Thursday, April 23, 2009

Campaign forges on for a housing trust fund

Last night about 60 people came to St. Luke's Lutheran Church in Waukesha for our second quarterly evening event, Creating Communities: Affordable Housing Now and When. Those attending were members of non-profit and faith organizations, developers, local government officials and staff, and a columnist from the Journal Sentinel. The event focused on how a housing trust fund could help current affordable housing efforts in Waukesha County.

"Land, land, land," said Ted Romberg in response to the question of what the biggest challenge is when working to provide affordable housing in the area. Ted is the president of the Community Land Development Association, a land trust in Waukesha County. Funding organizations typically require the land trust to apply for funds for a specific piece of land. But when the association finds the rarity of an affordable piece of land in the area, that land is usually sold by the time the group obtains funding to purchase it. A housing trust fund could provide funding to the land trust in advance, to help solve that problem.

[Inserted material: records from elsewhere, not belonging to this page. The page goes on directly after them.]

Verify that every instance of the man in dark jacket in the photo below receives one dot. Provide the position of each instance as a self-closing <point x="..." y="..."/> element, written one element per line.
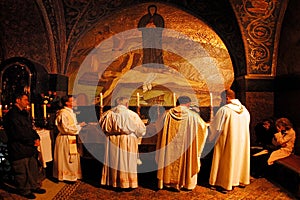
<point x="22" y="148"/>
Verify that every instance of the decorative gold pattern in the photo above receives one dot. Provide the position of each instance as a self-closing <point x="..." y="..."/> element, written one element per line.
<point x="258" y="20"/>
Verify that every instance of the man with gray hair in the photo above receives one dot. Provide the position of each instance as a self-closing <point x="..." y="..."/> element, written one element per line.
<point x="122" y="128"/>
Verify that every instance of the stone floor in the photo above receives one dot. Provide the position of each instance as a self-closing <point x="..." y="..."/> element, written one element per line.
<point x="90" y="188"/>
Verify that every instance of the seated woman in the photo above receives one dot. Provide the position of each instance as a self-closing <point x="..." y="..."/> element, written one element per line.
<point x="284" y="139"/>
<point x="264" y="132"/>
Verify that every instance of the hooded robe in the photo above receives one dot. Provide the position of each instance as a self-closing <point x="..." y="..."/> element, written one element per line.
<point x="179" y="147"/>
<point x="231" y="156"/>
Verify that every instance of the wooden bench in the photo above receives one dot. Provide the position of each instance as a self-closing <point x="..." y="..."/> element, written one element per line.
<point x="286" y="171"/>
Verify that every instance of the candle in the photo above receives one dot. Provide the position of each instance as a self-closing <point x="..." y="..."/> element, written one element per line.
<point x="138" y="99"/>
<point x="101" y="99"/>
<point x="174" y="99"/>
<point x="211" y="107"/>
<point x="32" y="111"/>
<point x="211" y="100"/>
<point x="45" y="111"/>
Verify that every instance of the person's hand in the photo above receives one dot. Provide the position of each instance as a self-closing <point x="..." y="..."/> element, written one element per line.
<point x="82" y="124"/>
<point x="37" y="142"/>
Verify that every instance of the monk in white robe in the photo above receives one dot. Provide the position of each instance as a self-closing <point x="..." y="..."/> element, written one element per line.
<point x="231" y="156"/>
<point x="66" y="165"/>
<point x="179" y="147"/>
<point x="123" y="129"/>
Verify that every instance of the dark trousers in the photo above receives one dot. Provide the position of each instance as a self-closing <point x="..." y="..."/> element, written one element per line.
<point x="26" y="174"/>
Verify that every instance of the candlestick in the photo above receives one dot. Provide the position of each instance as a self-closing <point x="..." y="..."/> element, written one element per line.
<point x="138" y="99"/>
<point x="211" y="106"/>
<point x="174" y="99"/>
<point x="211" y="100"/>
<point x="101" y="99"/>
<point x="45" y="111"/>
<point x="32" y="111"/>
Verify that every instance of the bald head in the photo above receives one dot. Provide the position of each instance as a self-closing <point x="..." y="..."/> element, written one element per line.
<point x="122" y="101"/>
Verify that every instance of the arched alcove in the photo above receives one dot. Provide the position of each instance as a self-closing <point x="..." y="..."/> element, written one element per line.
<point x="203" y="56"/>
<point x="21" y="75"/>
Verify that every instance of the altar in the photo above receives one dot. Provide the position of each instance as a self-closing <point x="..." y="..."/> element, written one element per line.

David Weiss, the CEO for General Capitol Group, explained it's difficult to develop affordable senior housing projects because there is typically not enough federal funding, leaving a funding gap. A county housing trust fund could provide the gap funding needed to make more of these projects happen. And every dollar the county commits to a housing trust fund leverages $10-20 of other funding coming into the county to provide economic development in the county.

Bill Perkins, executive director of the Wisconsin Partnership for Housing Development, and Bernie Juno, executive director of the Hebron House of Hospitalty, Inc., agreed that a housing trust fund could help to increase the affordable housing their programs provide. Bernie said, "It's critical that we have this housing trust fund established, critical."